Kemudian timbulah masalah berikutnya bahwa mencabut “berita palsu” di medsos saat ini kurang didukung teknologi. Meskipun tulisan dapat dihapus, imi adalah tindakan pasif, kurang bermakna daripada pencabutan satu paragraf dari surat kabar. Agar memberi dampak yang diperlukan tidak hanya mengapus postingan, tetapi menyoroti dan mengaruskan pengguna untuk melihat dan menyadari bahwa berita yang dimaksud sebagai “berita palsu”.
 Jadi apakah berita palsu adalah manifestasi dari masa media digital dan sosial? Tampaknya mungkin medsos dapat memperkuat penyebaran informasi yang salah. Ini bukan persyaratan teknologi, tapi pilihan oleh desainer sistem dan regulator merkeka ( dimana mereka berada). Dan media yang mainstream (pasaran) mungkin telah membimbing reputasi mereka sendiri melalui liputan berita palsu, yaitu membuka pintu ke sumber berita lainya. Hingga suatu berita yang belum diketahui kebenarannya begitu cepat melesat keseluruh penjuru dunia.
Pesan nyata dari masalah hoax ini adalah, tanyakan kepada diri sendiri, seberapa sering Anda memeriksa fakta cerita sebelum menyebarkannya? Maka, hati-hati dengan informasi, informasi bisa membuat hidup kita mudah, bisa juga membuat kita celaka, ada orang yang masuk penjara gara-gara mentweet atau memposting status di media sosial.
 Tak jarang permusuhan antar kelompok gara-gara informasi yang mengadu domba,  berita,  fakta, prasangka, gosip, fitnah semua bercampur aduk, jika tidak pandai memilah maka dapat berbahaya. Tak heran rasulullah SAW pernah bersabda “salaamatul insan fii hifdhilisan” keselamatan seseorang tergantung pada menjaga lisan. Lisan disini bukan hanya kata-kata yang keluar dari mulut kita, tetapi juga tweet dan status yang kita posting, informasi yang kita share dan berita sms dan bbm yang kita broadcast.
Jadi bagaimana harusnya kita mengolah informasi?
·         TABAYYUN (konfirmasi)
Allah SWT mengajarkan kepada kita untuk selalu konfirmasi, yang mana dijelaskan “jika datang kepadamu orang yang fasik dengan informasi, maka TABAYYUNlah (periksalah) dengan teliti. (QS AL – HUJUROT [49]:6) terkadang kita menerima broadcast message, tanpa pikir panjang kita membroadcastnya lagi pada seluruh kontak kita tanpa mengecek kebenarannya, itulah sifat dasar kita malas mengecek informasi. Karena itu suatu informasi bisa menyebar begitu cepat dan tak terbendung, konon ketika kabar baik baru bermunculan beberapa kilo meter, kabar buruk sudah melesat mengelilingi bola dunia dan ketika informasi sudah menyebar akan sulit membendungnya.

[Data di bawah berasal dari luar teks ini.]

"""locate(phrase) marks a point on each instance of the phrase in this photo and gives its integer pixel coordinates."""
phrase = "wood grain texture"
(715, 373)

·         ZHAN (prasangka)
Kadang informasi yang kita terima mengandung prasangka, jika informasi itu benar, maka itu adalah GHIBAH, dan jika informasi itu salah, maka itu adalah FITNAH, tidak ada pilihan, maka dari itu jangan ikut-ikutan menyebarkannya “ sesungguhnya prasangka tak memberimu sedikitpun kebenaran....” (QS. ANNAJM AYAT 28). Zhan prasangka  dalam bahasa inggris Pre judice, pre yang artinya sebelum dan judice adalah menghukum, jadi prasangka adalah menghukum orang sebelum kita mengetahui informasi yang lengkap.
·         BICARA YANG BAIK ATAU DIAM
Takwa itu seperti orang yang berjalan di antara duri-duri, jadi selalu berhati-hati agar tidak terkena duri, demikianlah sikap orang yang bertaqwa terhadap informasi, tak asal percaya dan berfikir 1000x sebelum menyebarkan. Jika kita mudah menerima dan mengirimsemua informasi yang kita lihat dan kita dengar, maka menurut Rasululullah SAW kita adalah termasuk pendusta “cukuplah seseorang itu dikatakan pendusta, kalau dia menceritakan semua yang dia dengar” (HR. Muslim).
Maka dari itu sebelum mengeshare sebuah berita pertanyakanlah kepada dirimu tentang beberapa hal berikut:
1.Apakah berita ini benar?  apakah saya sudah mengkonfirmasi kebenaran dari berita ini?
2. Apakah ini fakta? Atau prasangka?
3. Jika berita ini fakta dan benar, apakah memang perlu untuk disebarkan? Apakah ada orang yang merasa disakiti dengan adanya berita ini?
4. Apakah berita ini memberiakn kebaikan? Atau justru menyulut kepada permusuhuan?
Jika hal-hal diatas sudah kita periksa maka kita pasti tentu akan tahu baik buruk dari berita yang akan kita share.

Demikian artikel ini semoga dapat menambah wawasan serta kecerdasan kita dalam memilah sebuah informasi dengan baik dan bijaksana semoga bermanfaat, Wassalamualaikum wr.wb.